At each event, three UK firework companies (different competitors at each event) compete against each other with a 10-minute firework display choreographed to music. They are followed by a (non-competing) display by the host company. The audience can text vote for their favourite team. Displays are fired using the latest state of the art technology.

==Fireworks Championship==
Four teams compete against each other in Sweden with a music firework display. Displays are fired at the bank of the river Motala ström In the center of Norrköping. Usually it takes place in the first weeks of August. The winner of the last eight competitions have been the Gothenburg located firm Göteborgs FyrverkeriFabrik.

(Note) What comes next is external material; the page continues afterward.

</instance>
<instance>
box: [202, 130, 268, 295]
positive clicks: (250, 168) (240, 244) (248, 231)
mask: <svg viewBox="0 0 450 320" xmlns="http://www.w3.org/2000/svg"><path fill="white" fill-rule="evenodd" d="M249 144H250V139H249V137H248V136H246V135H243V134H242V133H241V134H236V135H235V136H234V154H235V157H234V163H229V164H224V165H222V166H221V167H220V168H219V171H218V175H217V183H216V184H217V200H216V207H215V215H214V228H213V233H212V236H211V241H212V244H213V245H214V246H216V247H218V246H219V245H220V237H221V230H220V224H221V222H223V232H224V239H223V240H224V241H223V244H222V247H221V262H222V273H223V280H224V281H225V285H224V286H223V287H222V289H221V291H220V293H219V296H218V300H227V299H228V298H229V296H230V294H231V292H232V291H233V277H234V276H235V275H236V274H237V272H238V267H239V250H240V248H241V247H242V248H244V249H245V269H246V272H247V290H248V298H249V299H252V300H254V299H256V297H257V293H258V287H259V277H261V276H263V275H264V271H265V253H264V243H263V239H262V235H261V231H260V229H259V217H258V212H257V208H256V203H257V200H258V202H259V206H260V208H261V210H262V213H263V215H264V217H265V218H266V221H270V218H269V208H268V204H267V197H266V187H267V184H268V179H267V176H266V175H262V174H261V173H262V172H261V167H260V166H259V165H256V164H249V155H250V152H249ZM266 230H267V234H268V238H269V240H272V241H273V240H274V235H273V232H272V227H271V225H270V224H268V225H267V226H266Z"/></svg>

==National Pyrotechnics Fair of Tultepec, Mexico==

A Mexican Castillo with ceremonial dancers around it

Every year this town, known as "Mexico's Capital of Pyrotechnics", hosts a week-long pyrotechnics fair that features the "Castillos de Torre" or "Tower Fireworks Competition". Since 2005, a Pyromusical Competition has been held involving up to seven fireworks shows lasting 10 minutes each. These events are not yet open to international competition.

In addition to the competition fireworks, almost every day different types of fireworks (including day-time tower fireworks) are burned as part of the religious festivities. The fair also includes the "Burning of the Bulls", which is always held on 8 March in celebration of John of God, the patron saint of Tultepec's pyrotechnicians.

==Tarragona International Fireworks Display==

This fireworks contest is held every first week of July in Catalonia, Spain.

== Les Masters de Feu International Fireworks Festival ==
Les Masters de Feu is an international fireworks Festival who take part in Compiègne in France, each year in September since 2016.

==The World Fireworks Championship==

The World Fireworks Championship was a pyromusical competition in which six pyrotechnics companies took part over three successive weekends. The event took place in Oman in 2010 where an estimated 750,000 spectators attended. French company Lacroix Ruggieri won the competition.

==Ignis Brunensis==

Ignis Brunensis international fireworks competition is held every year in May or June in Brno, Czech Republic.

==Pyrotechnics Guild International==
The Pyrotechnics Guild International holds a convention each August featuring competitions not only in displays but in creation of individual fireworks. Individual classes of hand-built fireworks are competitively judged, ranging from simple rockets to extremely large and complex aerial shells.

== Philippine International Pyromusical Competition==
Philippine International Pyromusical Competition is a contest that started in 2010 where different countries showcases their own display. It is held every Saturday between February and March every year at the Mall of Asia Philippines. The show lasts a minimum of 15 minutes each participant.

==International Costa Brava Fireworks contest "Trofeu Vila de Blanes"==
Fireworks of Blanes is an annual competition with international participation. Their beginnings in 1960, with international participation in 1970 and became an international competition in 1980. Held every year during the Santa Anna festival on July in Catalonia, Spain.